Opinion
May 17, 1999
Appeal from the Supreme Court, Queens County (Kitzes, J.).
Ordered that the order dated December 15, 1997, is reversed insofar as appealed from, on the law, with costs, the plaintiff's motion for summary judgment is granted, and the order dated January 13, 1994, is vacated.
The plaintiff Winfield Capital Corp. (hereinafter Winfield Corp.) commenced this action to foreclose a mortgage, dated July 28, 1988, on four parcels of real property owned by the defendants Louis and Valerie Vaughan and their corporation. Despite the fact that the mortgage was not paid in full, two satisfactions of mortgage were recorded in Queens County in 1989. Each satisfaction was signed by "Albert Winfield" as president of Winfield Corp., located at 1100 48th Street in Brooklyn, and bore a notary's certificate of acknowledgment. Winfield Corp. asserts that no person named "Albert Winfield" was ever an officer, director, shareholder, employee, or agent of the corporation and that the corporation never authorized the satisfactions. Nevertheless, some of the defendants in this action relied on the recorded satisfactions when they subsequently made loans to the Vaughans, which were secured by mortgages on the same properties.
A certificate of acknowledgment attached to an instrument raises a presumption of due execution which may be rebutted only after being weighed against evidence which shows that the subject instrument was not duly executed ( see, Albin v. First Nationwide Network Mtge. Co., 248 A.D.2d 417; Son Fong Lum v. Antonelli, 102 A.D.2d 258, affd 64 N.Y.2d 1158). "[A] certificate of acknowledgment should not be overthrown upon evidence of a doubtful character, such as the unsupported testimony of interested witnesses, nor upon a bare preponderance of evidence, but only on proof so clear and convincing as to amount to a moral certainty" ( Albany County Sav. Bank v. McCarty; 149 N.Y. 71, 80; see, Son Fong Lum v. Antonelli, supra).

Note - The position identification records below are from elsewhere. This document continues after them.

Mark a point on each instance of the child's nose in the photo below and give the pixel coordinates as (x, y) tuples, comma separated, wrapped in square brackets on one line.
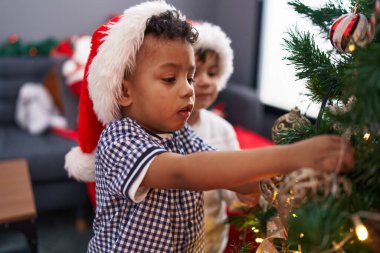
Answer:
[(187, 89), (202, 80)]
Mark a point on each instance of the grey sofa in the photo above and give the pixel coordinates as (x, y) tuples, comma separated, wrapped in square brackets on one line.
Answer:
[(44, 153)]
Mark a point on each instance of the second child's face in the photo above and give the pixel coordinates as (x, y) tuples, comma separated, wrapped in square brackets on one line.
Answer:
[(206, 79), (159, 94)]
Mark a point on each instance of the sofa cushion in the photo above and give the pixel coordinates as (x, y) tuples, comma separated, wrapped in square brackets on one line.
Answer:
[(14, 72), (44, 153)]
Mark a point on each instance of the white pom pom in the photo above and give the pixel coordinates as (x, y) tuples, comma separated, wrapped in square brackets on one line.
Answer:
[(79, 165)]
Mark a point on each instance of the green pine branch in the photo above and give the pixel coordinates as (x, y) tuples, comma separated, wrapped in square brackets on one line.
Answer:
[(312, 64)]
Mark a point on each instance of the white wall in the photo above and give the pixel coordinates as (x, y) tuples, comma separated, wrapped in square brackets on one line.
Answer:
[(38, 19)]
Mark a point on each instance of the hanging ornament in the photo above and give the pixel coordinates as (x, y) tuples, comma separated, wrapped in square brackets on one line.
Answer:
[(293, 119), (353, 29)]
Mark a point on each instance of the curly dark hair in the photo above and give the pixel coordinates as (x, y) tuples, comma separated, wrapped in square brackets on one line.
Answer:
[(169, 25)]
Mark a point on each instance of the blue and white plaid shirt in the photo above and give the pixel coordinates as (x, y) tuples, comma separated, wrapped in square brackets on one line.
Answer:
[(130, 218)]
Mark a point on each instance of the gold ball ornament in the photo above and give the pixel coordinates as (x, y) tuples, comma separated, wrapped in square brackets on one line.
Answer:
[(293, 119)]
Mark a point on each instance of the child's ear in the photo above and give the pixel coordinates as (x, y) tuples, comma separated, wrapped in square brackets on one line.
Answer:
[(126, 98)]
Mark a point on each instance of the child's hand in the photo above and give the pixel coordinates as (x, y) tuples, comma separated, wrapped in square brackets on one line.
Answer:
[(325, 152)]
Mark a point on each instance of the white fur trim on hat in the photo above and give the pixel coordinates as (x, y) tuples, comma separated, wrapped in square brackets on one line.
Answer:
[(79, 165), (116, 54), (213, 38)]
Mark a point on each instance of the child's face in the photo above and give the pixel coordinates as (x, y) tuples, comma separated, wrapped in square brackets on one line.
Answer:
[(159, 94), (206, 78)]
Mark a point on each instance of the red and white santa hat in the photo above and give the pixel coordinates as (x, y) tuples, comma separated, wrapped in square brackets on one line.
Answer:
[(114, 46), (213, 38)]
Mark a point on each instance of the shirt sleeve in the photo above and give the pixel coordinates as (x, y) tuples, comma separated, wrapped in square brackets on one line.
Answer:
[(132, 184), (125, 163)]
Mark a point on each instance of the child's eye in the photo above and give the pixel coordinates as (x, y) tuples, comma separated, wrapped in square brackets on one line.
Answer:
[(169, 79), (212, 74)]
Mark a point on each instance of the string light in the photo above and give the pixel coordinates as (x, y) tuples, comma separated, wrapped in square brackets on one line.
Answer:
[(366, 136), (351, 47), (360, 230), (259, 240)]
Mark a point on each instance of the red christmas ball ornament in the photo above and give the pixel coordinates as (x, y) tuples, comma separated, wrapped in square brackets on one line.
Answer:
[(349, 30)]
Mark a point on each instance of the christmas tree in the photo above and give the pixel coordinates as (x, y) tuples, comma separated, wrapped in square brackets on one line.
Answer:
[(310, 211)]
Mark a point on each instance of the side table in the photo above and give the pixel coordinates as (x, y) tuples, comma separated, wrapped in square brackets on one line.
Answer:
[(17, 206)]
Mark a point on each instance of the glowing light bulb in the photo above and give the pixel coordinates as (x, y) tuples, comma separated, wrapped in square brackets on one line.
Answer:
[(360, 230), (259, 240), (351, 47)]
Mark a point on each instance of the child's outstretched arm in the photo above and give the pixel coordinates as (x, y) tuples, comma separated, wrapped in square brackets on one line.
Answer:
[(228, 169)]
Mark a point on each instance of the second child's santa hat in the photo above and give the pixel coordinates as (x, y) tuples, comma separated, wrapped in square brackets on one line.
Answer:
[(114, 46), (213, 38)]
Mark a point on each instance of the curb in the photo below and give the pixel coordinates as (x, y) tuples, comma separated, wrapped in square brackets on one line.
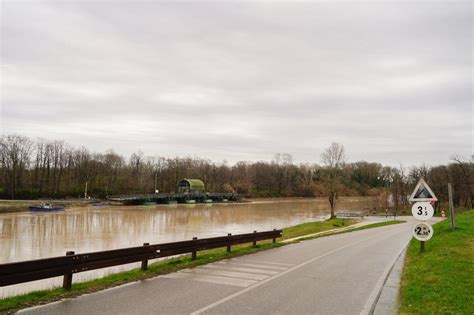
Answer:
[(371, 303)]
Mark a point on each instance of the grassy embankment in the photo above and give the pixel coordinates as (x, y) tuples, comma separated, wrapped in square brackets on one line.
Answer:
[(174, 264), (441, 280)]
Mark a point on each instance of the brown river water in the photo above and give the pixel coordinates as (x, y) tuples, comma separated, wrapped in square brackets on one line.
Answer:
[(26, 235)]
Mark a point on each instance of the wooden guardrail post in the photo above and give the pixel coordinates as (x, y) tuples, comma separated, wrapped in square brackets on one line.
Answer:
[(145, 261), (228, 246), (193, 254), (67, 280)]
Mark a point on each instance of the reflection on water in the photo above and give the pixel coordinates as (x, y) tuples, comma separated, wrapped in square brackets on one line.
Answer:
[(26, 236)]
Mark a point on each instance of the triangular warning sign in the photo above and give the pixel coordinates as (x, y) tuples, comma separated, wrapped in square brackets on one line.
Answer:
[(422, 192)]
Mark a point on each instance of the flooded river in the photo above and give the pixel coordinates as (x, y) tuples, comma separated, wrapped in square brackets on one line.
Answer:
[(26, 235)]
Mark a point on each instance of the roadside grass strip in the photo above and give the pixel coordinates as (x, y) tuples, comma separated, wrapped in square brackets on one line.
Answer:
[(441, 280), (10, 304)]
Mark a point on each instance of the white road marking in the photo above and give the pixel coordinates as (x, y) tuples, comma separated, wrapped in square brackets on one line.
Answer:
[(237, 263), (249, 270), (225, 273), (256, 285), (211, 279), (262, 262)]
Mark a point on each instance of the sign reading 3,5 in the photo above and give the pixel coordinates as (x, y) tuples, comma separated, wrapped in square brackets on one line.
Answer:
[(422, 211)]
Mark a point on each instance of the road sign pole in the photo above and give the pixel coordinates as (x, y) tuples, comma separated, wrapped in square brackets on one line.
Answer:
[(451, 206), (422, 246)]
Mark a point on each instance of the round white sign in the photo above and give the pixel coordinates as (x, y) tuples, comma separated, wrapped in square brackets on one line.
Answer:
[(422, 231), (422, 210)]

In support of its renewed motion for summary judgment, Winfield Corp. submitted an affidavit from Stanley Pechman, the founder and president of the company, who stated that no person named "Albert Winfield" was ever associated with the corporation and that the corporation never had an office in Brooklyn, as indicated on the satisfactions. Also submitted was the certificate of incorporation for Winfield Corp., the minutes of annual shareholders' meetings from 1986 through 1990, corporate financial reports, and the corporation's lease for office space at 237 Mamaroneck Avenue in White Plains from 1982 through 1992, all of which confirmed Pechman's statements. To further demonstrate that the office address on the satisfactions was fictitious, Winfield Corp.'s attorney sent mail to 1100 48th Street in Brooklyn which was returned by the post office marked "no such number". In addition, there was proof that the Vaughans and their corporation continued to make mortgage and/or interest payments for approximately three years after the satisfactions were filed. They also entered into an agreement dated March 6, 1992, modifying the terms of payment of the mortgage note. Further, a prospectus filed with the securities and exchange commission when Winfield Corp. offered its stock for sale to the public in 1995 listed the mortgage as an open loan. Winfield Corp. also pointed out numerous errors in the satisfactions which further supported its claim that the satisfactions were fraudulent. The first satisfaction misstated the date of the mortgage and the address of one of the four mortgaged properties. It also failed to list the Vaughans' corporation as one of the three mortgagors. The second satisfaction listed only one of the four mortgaged properties.
In opposition to the motion, two of the defendants who had made subsequent loans to the Vaughans essentially relied on the presumption which attached to the satisfactions by virtue of the certificate of acknowledgment. They submitted no proof refuting the evidence submitted by Winfield Corp. that the filing of the satisfactions was unauthorized and fraudulent. Their only explanation as to why the mortgagors continued to make payments after the satisfactions were filed was an unsubstantiated and speculative suggestion that the payments may have been applied to other debts. They offered no explanation as to why the filing of a second satisfaction would have been necessary. The Vaughan defendants did not oppose the motion as a judgment had already been granted against them upon their default in appearing.
Winfield Corp. submitted clear and convincing evidence sufficient to rebut the presumption of due execution. The proof clearly demonstrated that the satisfactions were fraudulent. The defendants failed to come forward with any evidence to raise a triable issue of fact. Consequently, the Supreme Court erred in denying Winfield Corp.'s motion.
S. Miller, J. P., Sullivan, Joy and Altman, JJ., concur.